Why A Lock-In Clause Is Not Always Bad For Home Loan
Housing Loan Can Be Very Complex
A housing loan offered by banks is quite different from the simpler HDB concessionary loan you may have been used to before. Bank loan packages are quite varied and have different terms and conditions. Some basic variations are:
- Fixed rates with lock-in
- Floating rates with lock-in
- Floating rates with no lock-in (generally for buildings under construction or BUC, referring to non-T.O.P projects)
For our discussion here, we will focus only on the lock-in clause, which is misunderstood by many first-time bank home loan borrowers.
What Is A Lock-In Clause In A Home Loan?
Many bank housing loan packages come with a lock-in clause of two to three years; very rarely, you may see some with a lock-in that’s as long as five years.
In addition, you should know that any fixed-rate home loan is by default “locked-in”, for the duration of the fixed rate (typically two to three, sometimes up to five years).
Penalty That Comes With Lock-In
The concept of the lock-in is simple:
If you attempt to refinance your home loan (i.e. switch to another, cheaper bank) within the lock-in period, you will be charged a penalty of 1.5 per cent of the undisbursed loan amount.
For example, if you have $500,000 outstanding on the home loan, you would end up paying 1.5 per cent of $500,000 ($7,500).
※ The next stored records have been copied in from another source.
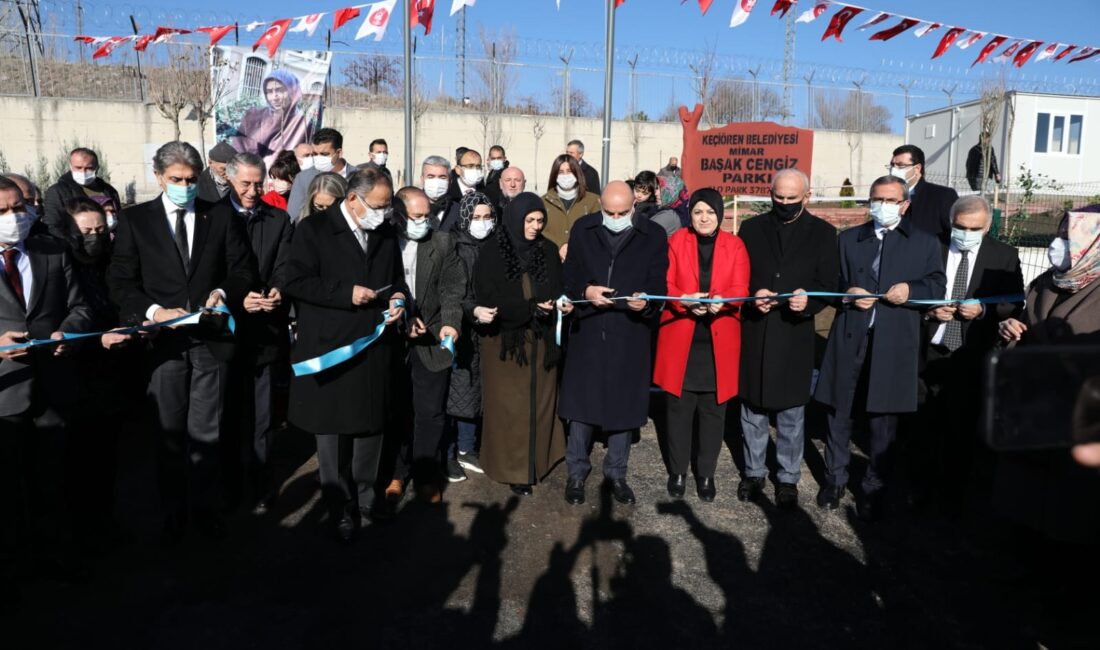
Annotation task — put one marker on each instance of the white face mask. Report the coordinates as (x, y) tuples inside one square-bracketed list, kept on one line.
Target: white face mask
[(472, 177), (435, 187), (417, 230), (1058, 254), (886, 215), (567, 182), (84, 177), (14, 227), (480, 230)]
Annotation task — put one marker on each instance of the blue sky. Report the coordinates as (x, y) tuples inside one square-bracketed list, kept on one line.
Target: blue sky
[(663, 31)]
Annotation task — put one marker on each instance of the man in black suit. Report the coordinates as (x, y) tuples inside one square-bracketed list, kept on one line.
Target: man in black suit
[(955, 341), (575, 150), (344, 272), (40, 298), (930, 205), (174, 255), (263, 343)]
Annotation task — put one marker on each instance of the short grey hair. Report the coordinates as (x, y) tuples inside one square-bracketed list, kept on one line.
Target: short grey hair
[(177, 153), (969, 205), (435, 162), (791, 172), (890, 180), (245, 160)]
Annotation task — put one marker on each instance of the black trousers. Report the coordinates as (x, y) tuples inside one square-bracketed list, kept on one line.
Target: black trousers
[(681, 423), (349, 465), (419, 458)]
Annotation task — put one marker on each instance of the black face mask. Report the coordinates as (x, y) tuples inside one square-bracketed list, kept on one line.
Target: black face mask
[(787, 211)]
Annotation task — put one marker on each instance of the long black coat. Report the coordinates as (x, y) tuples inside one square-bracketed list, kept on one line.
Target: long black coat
[(608, 356), (910, 255), (326, 263), (930, 209), (778, 346)]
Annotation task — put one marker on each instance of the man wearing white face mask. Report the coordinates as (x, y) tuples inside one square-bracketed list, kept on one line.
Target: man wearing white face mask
[(955, 341), (930, 205), (870, 367), (344, 276), (81, 180)]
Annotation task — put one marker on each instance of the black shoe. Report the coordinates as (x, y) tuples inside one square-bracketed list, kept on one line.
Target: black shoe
[(787, 496), (828, 496), (574, 492), (678, 483), (750, 488), (705, 489), (622, 492)]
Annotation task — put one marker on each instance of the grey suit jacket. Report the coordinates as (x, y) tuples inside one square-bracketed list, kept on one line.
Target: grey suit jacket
[(56, 304), (440, 289)]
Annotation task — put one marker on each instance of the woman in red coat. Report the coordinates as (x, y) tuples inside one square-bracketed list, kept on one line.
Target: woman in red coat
[(699, 344)]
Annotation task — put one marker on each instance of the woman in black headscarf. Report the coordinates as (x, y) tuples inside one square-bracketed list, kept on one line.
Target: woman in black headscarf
[(518, 278)]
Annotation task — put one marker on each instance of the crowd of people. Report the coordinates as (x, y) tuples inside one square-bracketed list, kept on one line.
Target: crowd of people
[(508, 332)]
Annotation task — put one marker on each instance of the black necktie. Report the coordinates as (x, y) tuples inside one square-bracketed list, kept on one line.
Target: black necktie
[(182, 239), (953, 335)]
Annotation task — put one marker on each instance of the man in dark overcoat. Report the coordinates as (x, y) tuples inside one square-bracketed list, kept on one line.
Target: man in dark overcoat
[(790, 251), (870, 367), (608, 355)]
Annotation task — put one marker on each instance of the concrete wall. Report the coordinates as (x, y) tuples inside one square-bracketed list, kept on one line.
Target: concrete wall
[(127, 133)]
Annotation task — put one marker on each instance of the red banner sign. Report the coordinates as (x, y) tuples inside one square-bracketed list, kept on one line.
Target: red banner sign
[(740, 158)]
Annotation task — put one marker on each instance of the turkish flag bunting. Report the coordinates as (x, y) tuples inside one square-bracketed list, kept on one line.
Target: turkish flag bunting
[(989, 50), (945, 43), (273, 35), (1026, 53), (217, 33), (1063, 54), (343, 17), (906, 23), (839, 21)]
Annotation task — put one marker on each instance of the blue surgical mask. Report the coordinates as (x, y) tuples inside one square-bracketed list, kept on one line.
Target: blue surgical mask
[(966, 240), (182, 195), (618, 224)]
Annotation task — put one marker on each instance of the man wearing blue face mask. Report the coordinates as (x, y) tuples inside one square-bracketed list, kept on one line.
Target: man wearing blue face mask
[(870, 367), (955, 340), (174, 255)]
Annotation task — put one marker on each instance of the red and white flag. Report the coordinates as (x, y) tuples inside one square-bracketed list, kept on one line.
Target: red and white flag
[(906, 23), (878, 18), (458, 6), (377, 18), (217, 33), (307, 23), (925, 29), (813, 13), (946, 42), (839, 21), (1026, 53), (1047, 52), (273, 36), (741, 11), (989, 50)]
This penalty is how the bank makes up for the interest it would lose on the loan you take. Due to the harshness of the lock-in penalty, it is almost never worth incurring it just to refinance.
This condition also applies if you attempt to pay off the whole loan during the lock-in period (e.g. when you try to pay off the remaining loan all at once, following the sale of your house). However, there are some exceptions to this, as I’ll explain below.
The Main Worries Regarding Lock-In Clause For Housing Loan
Bank home loans can fluctuate with the interest environment and economy; whereas HDB loans at 2.6 per cent hardly change. As such, many bank loan users will be on the lookout for cheaper rates – you can minimise the interest you pay by switching to a lower rate loan when the time is appropriate.
(Ps. If you’re confused by how a bank home loan affects your property asset, do contact me. I can help to clarify the important details, especially if you’re a recent upgrader who has only dealt with HDB loan before).
Worry #1: Interest Rates Rise During Lock-In Period
The main worry is that should the interest rates rise, and with a lock-in, you will be stuck with the higher rates. This will be true for the case of a housing loan package that is based on floating rates, which is based on a fixed percentage plus usually SIBOR rate. SIBOR rates can change over time.
Currently, with the major Covid 19 crisis at hand, fixed rates with lock-in can be as low as 1.68 per cent and floating rates as low as 1.36%.
Floating rate loan package is the preferred choice now because it is likely interest rates will stay low in the next one to two years. But do be aware of the potential risk in the event the world recovers fast from the Covid 19 crisis.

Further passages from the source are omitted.